01 June 2009

You leave the computer for a few days...

And things like this happen:


WICHITA, Kan. – Dr. George Tiller, one of the nation's few providers of late-term abortions despite decades of protests and attacks, was shot and killed Sunday in a church where he was serving as an usher.

The gunman fled, but a 51-year-old suspect was detained some 170 miles away in suburban Kansas City three hours after the shooting, Wichita Deputy Police Chief Tom Stolz said.

(...)

Long a focus of national anti-abortion groups, including a summer-long protest in 1991, Tiller was shot in the foyer of Reformation Lutheran Church, Stolz said. Tiller's attorney, Dan Monnat, said Tiller's wife, Jeanne, was in the choir at the time.



I'm sorry, but if you think that Dr. Tiller was a bad man in any way, you're just a victim of propaganda.  Tiller was one of those few doctors who were there for women, most of whom did not want to end their pregnancies, but for whatever tragic reason or another, were forced to make that choice.  It took a brave soul to be able to stand by women in that most gutwrenching of times, and to wake up the next morning and go do it again.


Again, if you have any ill opinions of the man, you've simply been fooled by people who think too little of your intellect to tell you the truth.

May he rest in peace.

I guess we can add this to the list of right-wing terrorist attacks that are bound to continue growing over the next few years.  

Update:  More on the right-wing reaction here.  Sarah Palin, Michelle Malkin, etc. don't get it.  No surprise there.

StumbleUpon.com

3 comments:

  1. The death of Dr. Tiller is not something to take lightly. Everyone, whether they are pro-choice or anti-choice, should look upon this day with a great deal of sadness. There was no excuse for taking the life of Tiller. Period.
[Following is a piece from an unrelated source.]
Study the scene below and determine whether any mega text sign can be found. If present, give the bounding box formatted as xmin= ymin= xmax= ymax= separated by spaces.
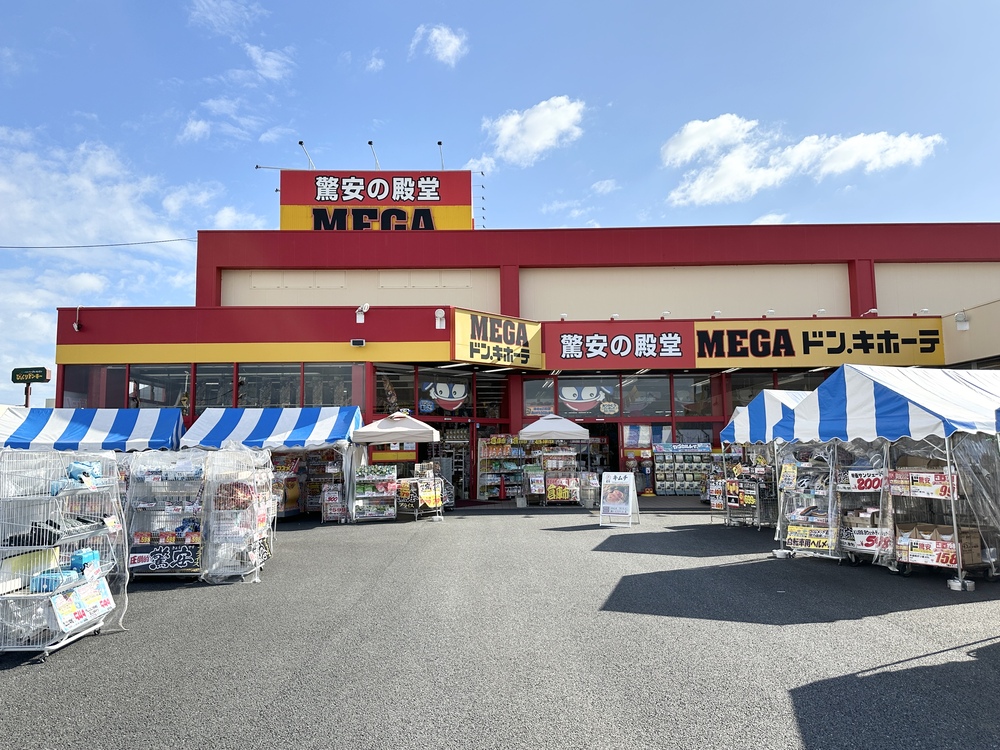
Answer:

    I do take issue with your claim that anti-choice people "think too little" of their intellects. As you may or may not know, pro-choice and anti-choice arguments are based upon philosophical principles. Both sides of the debate have solid philosophical foundations. Sure anti-choice evangelicals rarely use reasoned arguments, but the same is true of the pro-choice crowd. Pro-choice trumps people with an ideology not based on philosophy and more often than not, the anti-choice crowd pulls the "god card".

    And it is worth remembering that this debate is ancient, going as far back as ancient Greece. Many a philosopher, atheist or otherwise, have debated this issue and have fallen on the anti-choice side.

    The reason I mention all of this is because I think the rhetoric on both sides is tired. If any discussion is going to occur, it has to be on a common ground. IMHO, reasoned philosophical arguments are that common ground. No appealing to a god and no appealing to a secular ideology simply because the ideology exists.

    You used the trump card with your post. You didn’t say why pro-choice is the correct position, you just declared it to be so and then seasoned your fiat with ad hominem attacks. We both know that you’re smart as hell. I just wish you would show it a bit more often here.

    -Seth

    P.S. Forgive the grammar.

    ReplyDelete
  2. Actually, I do believe that anti-choice lobbyists/leaders think very little of the intellect of most of those who follow them.

    And the purpose of the post wasn't to argue for the pro-choice position, it was to comment on the murder of Dr. Tiller.

    ReplyDelete
  3. I was blindsided by it after some internet down time, too. I'd actually started to think of the murder of doctors as part of the past. (Which is roughly as useful a mindset as thinking of racism as a thing of the past, but it's easy to slip into it.)

    As for Sarah Palin and her ilk, I find it sickening that they think the proper response to murder is to go into CYA mode. Ugh.